Thus function has derivative equal to:
$\frac{2x}{1+x^2}$. This indicates that it will flatten out while approaching infinity, ie, should have an asymptote.
Yet, the function does not have any real limiting value at infinity.
To imvestigate further, I plotted the graph, which showed the asymptote/limiting value as 14.25 (you may check youtself if this is right)
What can the reason be for not getting a real limit from the function itself? Please explain keeping in mind that I am in the last year of high school.
You stumbled upon a classic counterexample to the "theorem"
$f\colon \mathbb{R} \to \mathbb{R}$ has an horizontal asymptote if and only if $f'(x) \to 0$ as $x\to \infty$.
Now, your function $f(x) = \log(1+x^2)$ is a counterexample to the "$\Leftarrow$" implication, since $\lim_{x\to \infty} f(x) = + \infty$. This can be shown by many means; but let's try with the definition, which is $\forall \varepsilon > 0$ there exist a $\delta > 0$ such that $\left| \log(1+x^2) \right| > \varepsilon$ if $x > \delta$.
Now, $\log(1+x^2) > \varepsilon$ means that $x^2 > e^\varepsilon -1$; so we only have to take $\delta = \sqrt{e^\varepsilon -1}$ to see that if $x > \delta = \sqrt{e^\varepsilon -1}$, then $\log(1+x^2)> \varepsilon$.
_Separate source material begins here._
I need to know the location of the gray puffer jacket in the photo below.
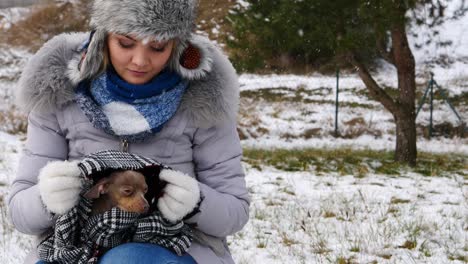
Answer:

What about the other direction, "$\Rightarrow$"? Well, that is an actual theorem and we can prove it:
to have an horizontal asymptote means to have a finite limit at infinity. Let's now remember that the tangent to the graph of a function is the line $y = f(x_0) + f'(x_0)(x-x_0)$; if $y = c$ is an horizontal asymptote for $f$, then it must be tangent to the graph of $f(x)$ "at infinity". So now $c = c + \lim_{x_0 \to \infty} f'(x_0)(x-x_0)$, from which we conclude that $\lim_{x_0 \to \infty} f'(x_0) = 0$.
edit: of course for all this to be true we must have that $\lim_{x \to \infty} f'(x)$ must exist, otherwise we can't prove anything as a comment points out.